Unfortunately, most real-world datasets are severely incomplete (Fortunato(2010)community). Online social networks like Facebook and Twitter, only a tiny part of the information can be collected. In gene interaction networks, links among genes are measured by costly experiments. The imperfection of real-world network datasets consistently leads to incorrect community detection outcomes. As a fundamental network analysis method, community detection methods’ skewed results will adversely impact downstream network analysis tasks (Fortunato(2016)guide). This circumstance leads to the critical need for community enhancement methods, which stands for rewiring the current network to improve the performance of existing community detection methods.
There are several challenges when designing community enhancement algorithms. As a preprocessing method, it should have the property of highly accessible computation cost. In addition, the model should not contain too many parameters since additional time is needed to learn these parameters for different graphs. Moreover, the process of enhancing community structure should be gentle and gradual, which is conducive to maintaining the algorithm’s stability and genericity. From this point of view, similarity-based link prediction methods come into our sight. As network augmentation methods, they have the merit of low computation cost, guaranteeing their application on large-scale networks for multiple rounds (Wang(2015)lpsurvey).

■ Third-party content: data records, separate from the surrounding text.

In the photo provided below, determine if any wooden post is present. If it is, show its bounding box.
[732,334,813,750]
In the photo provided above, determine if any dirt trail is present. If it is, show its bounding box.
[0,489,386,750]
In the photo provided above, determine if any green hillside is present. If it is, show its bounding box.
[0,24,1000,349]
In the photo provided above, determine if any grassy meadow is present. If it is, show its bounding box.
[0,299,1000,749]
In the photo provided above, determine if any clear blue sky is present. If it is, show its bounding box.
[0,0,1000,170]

Research has been conducted to fix impaired network systems by predicting which node pairs are more likely to establish links, also known as the link prediction method (Lu(2011)linkprediction; liben(2007)CN; Cannistraci(2013)CAR; Adamic(2003)AA; Ravasz(2002)HDI; Katz(1953)KI; Li(2011)MERW). However, to the best of our knowledge, research on discovering new link prediction methods to enhance community structure has rarely been discussed. There is adequate evidence that we could expect link prediction methods to be implemented as a data augmentation procedure in the preprocessing process of community detection methods. It could play a non-negligible role in community detection tasks as the preprocessing process has been proven a critical part of the practice of machine learning algorithms (garcia(2015)data; lu(2016)preprocessing).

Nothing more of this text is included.